Geografía política asturiana: la Laboral y Cabueñes, la vieja Estación del Vasco y el futuro Palacio de Justicia. ¡Cuántas medidas desaprensivas, cuánta megalomanía sin grandeza estética, cuánta escandalera y qué ejemplos de libro de injusticias poéticas!

A veces, la historia cruje y entona ayes que no quieren ser oídos. Así, el aquí y ahora de la geografía política asturiana.

¡Ay!

Categoría: Opinión Comentarios(6) julio 2009

6 Respuestas a “Geografía política asturiana”
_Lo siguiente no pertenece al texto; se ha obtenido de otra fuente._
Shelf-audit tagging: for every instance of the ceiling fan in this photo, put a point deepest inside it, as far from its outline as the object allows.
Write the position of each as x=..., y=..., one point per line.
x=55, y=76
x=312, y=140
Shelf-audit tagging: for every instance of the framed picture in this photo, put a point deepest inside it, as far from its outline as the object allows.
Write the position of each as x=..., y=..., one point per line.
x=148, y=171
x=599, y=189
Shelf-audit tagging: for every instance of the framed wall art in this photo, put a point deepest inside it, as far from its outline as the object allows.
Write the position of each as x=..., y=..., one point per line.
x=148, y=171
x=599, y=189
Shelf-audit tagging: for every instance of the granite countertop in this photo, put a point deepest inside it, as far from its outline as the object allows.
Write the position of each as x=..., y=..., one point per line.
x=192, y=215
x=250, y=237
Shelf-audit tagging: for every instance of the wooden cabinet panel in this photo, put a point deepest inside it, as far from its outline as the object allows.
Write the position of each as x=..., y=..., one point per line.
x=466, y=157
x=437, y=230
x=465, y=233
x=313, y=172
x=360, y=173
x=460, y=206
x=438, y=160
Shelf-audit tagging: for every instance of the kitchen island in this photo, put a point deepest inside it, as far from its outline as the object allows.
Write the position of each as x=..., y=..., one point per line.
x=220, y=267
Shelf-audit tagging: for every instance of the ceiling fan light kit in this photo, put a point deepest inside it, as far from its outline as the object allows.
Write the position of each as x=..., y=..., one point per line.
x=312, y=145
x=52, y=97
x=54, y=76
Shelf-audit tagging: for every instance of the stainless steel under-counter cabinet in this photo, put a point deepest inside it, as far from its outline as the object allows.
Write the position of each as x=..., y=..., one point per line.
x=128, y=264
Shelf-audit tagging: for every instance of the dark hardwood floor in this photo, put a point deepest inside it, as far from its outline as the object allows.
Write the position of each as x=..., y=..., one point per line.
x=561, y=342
  1. Socialista chamuscao Says:

    ¡Qué artículo tan certero! ¡Con qué precisión pone el dedo en la llaga del arecismo y del gabinismo que, a la hora de hacer estropicios, vienen a ser una misma cosa!
    Gracias por su independencia, señor Arias.

  2. Notario Says:

    La historia ya ha tomado nota de esos derribos en Oviedo que usted recuerda, y, en cuanto al momento presente, lo de Cabueñes y la torre arecista es una gigantesca barbaridad propia de una megalomanía que hace del poder culto, un culto de muy bajos quilates, el que tenemos.

  3. Atónito y sobrio Says:

    ¿Cómo es posible que, tras la última sentencia, en el Ayuntamiento de Gojón no sólo no hay dimisiones, sino que ni siquiera rectifican?

  4. Proustiana Says:

    Entiendo tu indignación cada vez que te acuerdas del derribo de la Parcela del Vasco y comparto tu rechazo ante el morbo que para un ex comunista tiene la obrona de Girón.
    Y, sobre todo, tienes razón al señalar que los enclaves de la política asturiana están ahí.
    Bochornoso.

  5. Viajero astur Says:

    El itinerario político que usted sugiere sí que explica en parte importante el actual estado de cosas, donde las complicidades entre los dos grandes partidos son mayores de lo que quiere verse.

  6. Alicia Says:

    Si la Laboral puede ser la tumba de Tini, ¿cuál será la de Gabino? Los dos se merecen un final político similar.